Case Study:  This male had prior bilateral cheekbone reduction osteotomies. While the right side was perfect from the patient’s perspective, the left side still stuck out too far. He subsequently underwent multiple left-sided revisions in an attempt to get the ideal match to the other side, which will providing improvement, did not reach the level of the symmetry the patient desired.

A 3D CT scan showed no appreciable differences in the position of either the anterior or posterior cheekbone segments. The posterior end of the zygomatic arch appeared more inward in the wider left than the right side. The scan indicated bony consolidation of the anterior osteotomy line.

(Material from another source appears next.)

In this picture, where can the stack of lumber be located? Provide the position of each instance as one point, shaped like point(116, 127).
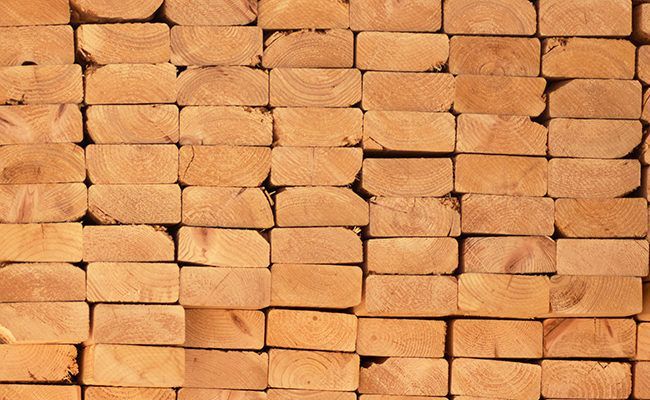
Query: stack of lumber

Under general anesthesia and through an intraoral approach the left anterior cheekbone osteotomy was recut and moved inward an additional 7mms. S percutaneous approach was done to move the end of the zygomatic arch further inward.

When asymmetry exists after cheekbone reduction osteotomies and the 3D CT scan shows symmetric bone positions, the dilemma becomes what to do. As there is no effective soft tissue reduction for the cheeks, all one can do is to try and move the bone further inward to compensate for soft tissue thickness differences.

Case Highlights:

1) Facial asymmetry after cheekbone reduction is best assessed with a 3D CT scan to understand the shape of the bone between the two sides.

2) Secondary cheekbone osteotomies can be done using the 3D CT scan to determine if anterior, posterior or both osteotomy locations are needed.

3) Postoperative facial asymmetries can exist even if the cheekbone shapes on both sides appear similar on the 3D CT scan.